Researchers at the Medical Research Council's Clinical Sciences Centre at Hammersmith Hospital in London recently published their findings in the journal Nature Genetics.

"This technology allows us to synthesize thousands of DNA sequences on a chip about the size of a fingernail," says Ed Hurwitz of Affymetrix Inc., the California company that pioneered the microarray technology. "It is already used by most major pharmaceutical companies to research new drugs. But it's conceivably simple enough to be standard equipment in hospitals and doctor's offices."

Although commercially available since late 1997, pharmaceutical companies were the only ones to take advantage of the microarray
technology, Mr. Hurwitz says.

"Right now, microarrays are almost entirely being used for drug
discovery, but this is not where the real volume applications are,"
says Don MacAdam, president and chief executive of Toronto-based Tm Bioscience, a company that supplies ancillary technologies to Affymetrix.

Mr.

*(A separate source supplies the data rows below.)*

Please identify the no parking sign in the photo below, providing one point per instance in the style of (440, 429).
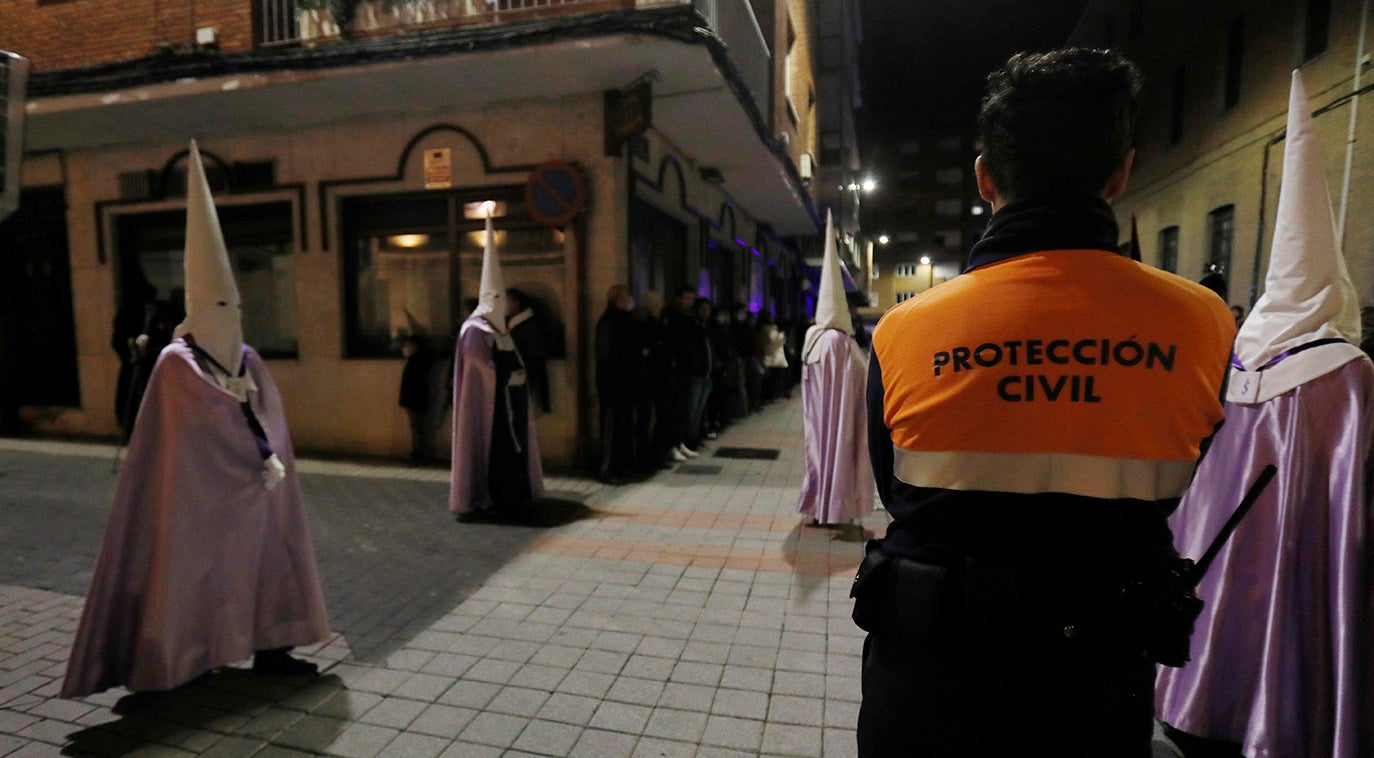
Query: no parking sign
(555, 192)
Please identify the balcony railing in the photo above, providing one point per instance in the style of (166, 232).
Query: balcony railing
(309, 22)
(315, 21)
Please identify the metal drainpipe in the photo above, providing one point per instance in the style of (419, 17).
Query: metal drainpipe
(1349, 135)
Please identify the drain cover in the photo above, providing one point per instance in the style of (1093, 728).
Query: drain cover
(701, 468)
(749, 453)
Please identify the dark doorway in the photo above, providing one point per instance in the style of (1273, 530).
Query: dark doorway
(37, 327)
(657, 250)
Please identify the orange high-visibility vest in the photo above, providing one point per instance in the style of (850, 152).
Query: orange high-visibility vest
(1075, 371)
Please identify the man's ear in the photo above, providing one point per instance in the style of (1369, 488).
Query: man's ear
(1117, 181)
(987, 188)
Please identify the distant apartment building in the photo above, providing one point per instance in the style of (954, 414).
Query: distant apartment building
(928, 217)
(1204, 190)
(356, 146)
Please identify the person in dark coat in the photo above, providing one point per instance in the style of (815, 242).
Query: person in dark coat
(656, 405)
(415, 390)
(617, 364)
(742, 335)
(142, 328)
(529, 330)
(693, 357)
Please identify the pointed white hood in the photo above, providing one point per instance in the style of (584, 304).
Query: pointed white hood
(212, 298)
(1308, 294)
(491, 297)
(831, 306)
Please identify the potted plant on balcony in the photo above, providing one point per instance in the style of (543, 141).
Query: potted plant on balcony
(316, 19)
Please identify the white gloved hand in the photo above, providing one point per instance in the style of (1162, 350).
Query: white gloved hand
(272, 471)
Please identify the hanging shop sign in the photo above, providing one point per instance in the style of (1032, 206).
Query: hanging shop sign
(438, 169)
(628, 113)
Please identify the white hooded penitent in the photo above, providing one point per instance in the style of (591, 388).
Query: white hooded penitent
(212, 298)
(1308, 294)
(831, 306)
(491, 297)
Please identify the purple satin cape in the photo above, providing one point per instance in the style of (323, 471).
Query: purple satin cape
(837, 484)
(474, 407)
(1281, 657)
(201, 563)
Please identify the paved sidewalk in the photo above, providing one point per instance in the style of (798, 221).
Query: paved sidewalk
(693, 614)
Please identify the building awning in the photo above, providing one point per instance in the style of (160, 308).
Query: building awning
(700, 102)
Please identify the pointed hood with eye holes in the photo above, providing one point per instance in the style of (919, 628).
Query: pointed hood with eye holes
(831, 305)
(212, 298)
(1308, 294)
(491, 297)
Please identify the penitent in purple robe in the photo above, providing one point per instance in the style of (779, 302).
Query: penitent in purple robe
(837, 484)
(201, 563)
(1282, 651)
(496, 464)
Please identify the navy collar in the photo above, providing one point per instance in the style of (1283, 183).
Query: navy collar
(1064, 223)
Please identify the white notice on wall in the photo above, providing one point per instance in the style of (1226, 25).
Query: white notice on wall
(438, 169)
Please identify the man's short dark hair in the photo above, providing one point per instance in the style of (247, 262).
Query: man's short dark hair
(1058, 121)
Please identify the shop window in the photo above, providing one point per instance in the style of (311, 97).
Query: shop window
(1234, 62)
(1176, 105)
(950, 144)
(260, 239)
(1169, 249)
(412, 262)
(1220, 230)
(1316, 28)
(948, 208)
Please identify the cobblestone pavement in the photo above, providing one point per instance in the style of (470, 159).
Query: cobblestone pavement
(693, 614)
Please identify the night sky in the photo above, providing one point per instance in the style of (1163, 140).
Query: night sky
(925, 62)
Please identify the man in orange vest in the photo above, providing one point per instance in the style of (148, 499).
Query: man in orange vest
(1032, 422)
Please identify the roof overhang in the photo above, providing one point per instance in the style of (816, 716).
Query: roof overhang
(695, 105)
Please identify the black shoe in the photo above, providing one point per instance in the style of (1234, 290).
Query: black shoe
(278, 663)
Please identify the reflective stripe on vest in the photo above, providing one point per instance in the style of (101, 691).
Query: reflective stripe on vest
(1036, 473)
(1049, 359)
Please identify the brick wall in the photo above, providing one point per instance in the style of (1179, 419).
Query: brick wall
(70, 33)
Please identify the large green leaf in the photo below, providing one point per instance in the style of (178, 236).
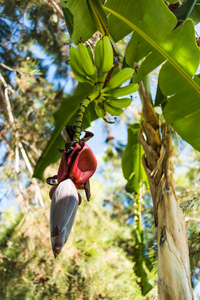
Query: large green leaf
(64, 115)
(195, 14)
(177, 46)
(183, 12)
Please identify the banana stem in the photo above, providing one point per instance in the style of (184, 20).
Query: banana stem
(79, 118)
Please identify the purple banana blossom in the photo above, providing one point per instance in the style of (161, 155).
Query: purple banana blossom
(63, 210)
(77, 165)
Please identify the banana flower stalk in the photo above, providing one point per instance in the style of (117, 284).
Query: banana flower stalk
(77, 165)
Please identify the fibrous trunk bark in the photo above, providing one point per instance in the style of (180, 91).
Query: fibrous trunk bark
(174, 281)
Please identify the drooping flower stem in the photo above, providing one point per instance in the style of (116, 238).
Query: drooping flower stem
(79, 118)
(80, 114)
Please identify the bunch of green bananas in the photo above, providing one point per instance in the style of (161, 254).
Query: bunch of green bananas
(110, 97)
(93, 69)
(89, 68)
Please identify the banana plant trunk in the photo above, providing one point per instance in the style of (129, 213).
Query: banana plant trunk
(174, 282)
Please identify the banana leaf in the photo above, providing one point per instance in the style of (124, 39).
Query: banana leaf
(179, 49)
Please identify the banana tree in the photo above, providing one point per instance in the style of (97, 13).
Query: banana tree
(157, 37)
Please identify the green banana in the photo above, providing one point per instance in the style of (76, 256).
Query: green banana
(75, 61)
(79, 76)
(107, 55)
(120, 103)
(119, 78)
(114, 111)
(85, 59)
(123, 91)
(90, 53)
(98, 58)
(99, 110)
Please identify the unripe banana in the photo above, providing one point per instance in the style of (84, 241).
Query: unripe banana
(78, 76)
(119, 78)
(98, 58)
(90, 53)
(85, 59)
(120, 103)
(123, 91)
(107, 55)
(99, 110)
(114, 111)
(75, 61)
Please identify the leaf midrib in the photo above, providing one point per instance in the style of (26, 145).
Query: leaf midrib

MacAdam envisions a world in which microarray technology is a standard feature in every doctor's office, allowing physicians to run full-scale diagnostic tests on patients.

"Imagine that you go to a doctor with a high fever, and he tells you
that you have a cold. He's usually just guessing. You could have the
Ebola and be dead in 48 hours. Now imagine the same doctor with
microarray technology. He can run a complete check on you, and know almost instantly what you are sick from. Up till now, we've mostly been guessing, but for the first time we can know for sure."